Perawatan jenazah harus dilakukan dengan segera sesuai sabda Rasulullah SAW yang menyatakan bahwa ada tiga hal yang harus disegerakan, salah satunya adalah perawatan jenazah. Proses ini mencakup empat tahapan utama yang harus dilakukan secara berurutan dengan penuh kehormatan dan sesuai tuntunan syariat.
Advertisement
1. 1. Memandikan Jenazah sebagai Langkah Pertama
Langkah pertama dalam cara mengurus jenazah adalah memandikan mayat yang telah meninggal dunia. Memandikan jenazah bertujuan untuk membersihkan tubuh dari kotoran dan menjaga kehormatan jenazah sebelum dikebumikan, serta merupakan bentuk penghormatan terakhir kepada saudara seiman.
Persiapan Tempat dan Perlengkapan: Siapkan ruangan yang bersih dan tertutup dari pandangan orang luar. Sediakan air hangat, sabun atau daun bidara, handuk, sarung tangan, kain penutup aurat, dan wewangian seperti kapur barus.
Letakkan Jenazah di Tempat Tinggi: Baringkan jenazah di tempat yang tinggi agar memudahkan proses pemandian. Tutup aurat jenazah dengan kain khusus yang tidak tembus pandang.
Kenakan Sarung Tangan: Orang yang memandikan harus menggunakan sarung tangan untuk menjaga kebersihan dan kehormatan jenazah selama proses berlangsung.
Angkat Kepala dan Tekan Perut: Angkat kepala jenazah hingga mendekati posisi duduk, lalu tekan perut dengan lembut agar kotoran yang ada di dalam tubuh keluar semua.
Bersihkan Kotoran: Bersihkan qubul dan dubur jenazah dengan kain yang membungkus tangan. Bersihkan juga lubang hidung, mulut, telinga, dan sela-sela jari dengan hati-hati.
Wudhukan Jenazah: Lakukan wudhu pada jenazah seperti wudhu orang hidup, namun tanpa memasukkan air ke dalam mulut dan hidung. Cukup basahi dengan kain basah.
Mandikan dengan Air Sabun: Basuh kepala dan jenggot (untuk laki-laki) dengan sabun atau daun bidara. Mulai memandikan dari sisi kanan tubuh, dari kepala hingga ujung kaki, kemudian sisi kiri dengan cara yang sama.
Bilas dengan Air Bersih: Siram seluruh tubuh jenazah dengan air bersih sebanyak tiga kali atau lebih jika diperlukan, dimulai dari bagian kanan.
Keringkan dan Beri Wewangian: Keringkan tubuh jenazah dengan handuk bersih, lalu berikan wewangian yang tidak mengandung alkohol seperti kapur barus pada bagian kepala, jenggot, dan tubuh.
Perlu diperhatikan bahwa jenazah laki-laki harus dimandikan oleh laki-laki, dan jenazah perempuan dimandikan oleh perempuan. Pengecualian diberikan untuk suami yang boleh memandikan istrinya, dan istri yang boleh memandikan suaminya.
2. 2. Mengkafani Jenazah dengan Kain Putih Bersih
Setelah dimandikan dan dikeringkan, tahap selanjutnya dalam cara mengurus jenazah adalah mengkafani atau membungkus jenazah dengan kain kafan. Mengkafani jenazah merupakan kewajiban yang harus dilakukan dengan baik dan sesuai tuntunan syariat Islam.

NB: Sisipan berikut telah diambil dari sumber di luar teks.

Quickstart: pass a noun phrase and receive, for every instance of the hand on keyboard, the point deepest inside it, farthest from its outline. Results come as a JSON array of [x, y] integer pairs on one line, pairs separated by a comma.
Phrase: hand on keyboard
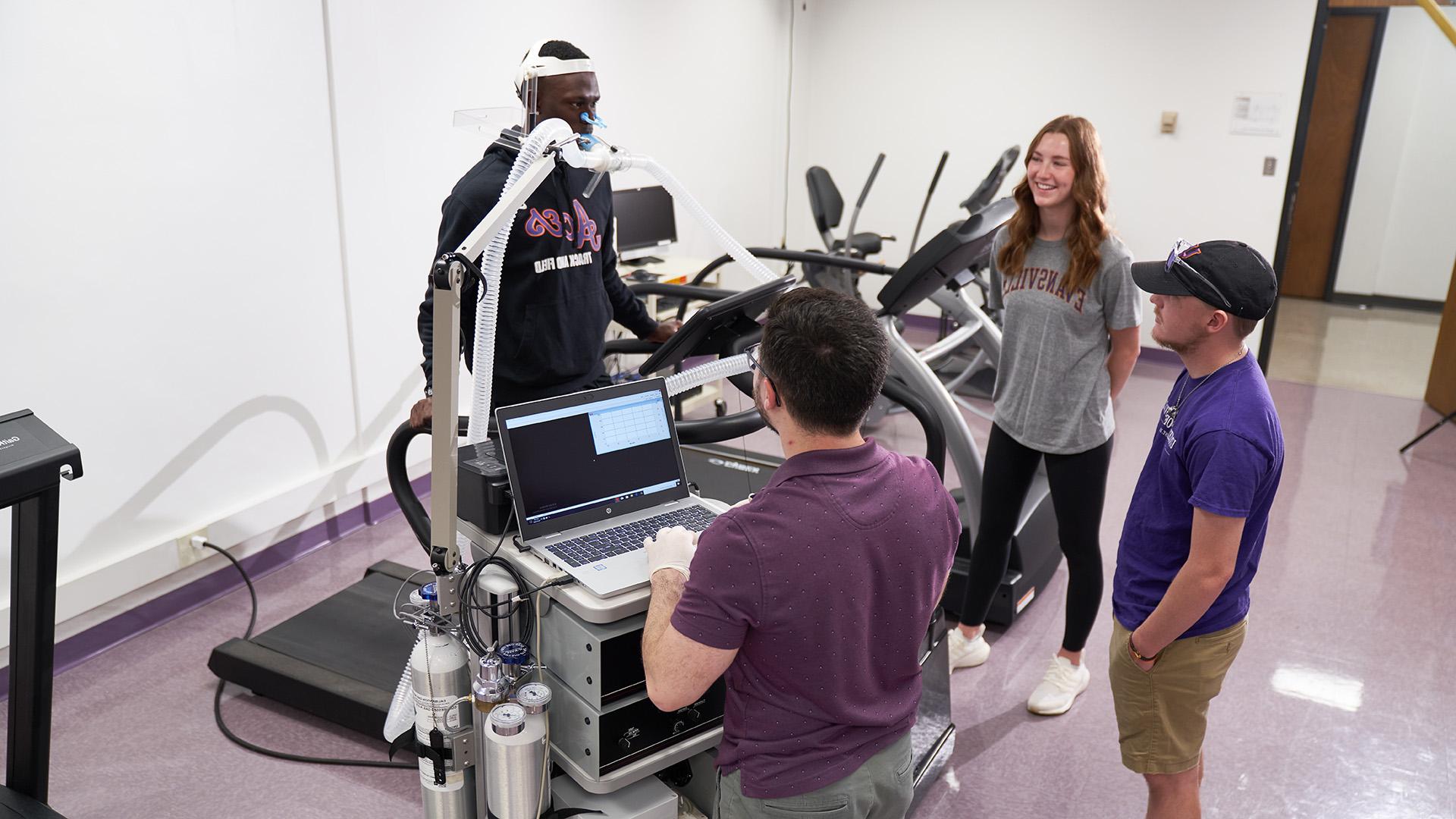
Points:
[[672, 548], [628, 537]]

Siapkan Kain Kafan yang Sesuai: Untuk jenazah laki-laki siapkan tiga lembar kain putih bersih, sedangkan untuk jenazah perempuan siapkan lima lembar kain. Kain kafan sebaiknya berwarna putih dan telah diberi wewangian.
Bentangkan Kain Secara Berlapis: Letakkan tali pengikat di bawah kain kafan. Bentangkan kain kafan satu per satu dengan bagian bawah lebih lebar dari bagian atas.
Taburkan Kapur Barus: Taburkan kapur barus atau wewangian pada setiap lapisan kain kafan untuk memberikan aroma yang harum.
Letakkan Jenazah di Atas Kain: Angkat jenazah dalam keadaan tertutup kain dan letakkan di atas kain kafan yang telah dibentangkan dengan posisi yang tepat.
Tutup Lubang Tubuh dengan Kapas: Tutup lubang hidung, telinga, mulut, qubul, dan dubur dengan kapas yang telah diberi wewangian untuk mencegah keluarnya kotoran.
Bungkus dengan Kain Kafan: Tutup jenazah dengan kain kafan dimulai dari sisi kanan, kemudian rapatkan dengan sisi kiri. Lakukan secara perlahan selembar demi selembar.
Ikat dengan Tali: Ikat kain kafan dengan tali yang telah disiapkan pada bagian kepala, dada, pinggang, dan kaki. Sebaiknya tali diikat ketika jenazah akan diberangkatkan ke pemakaman.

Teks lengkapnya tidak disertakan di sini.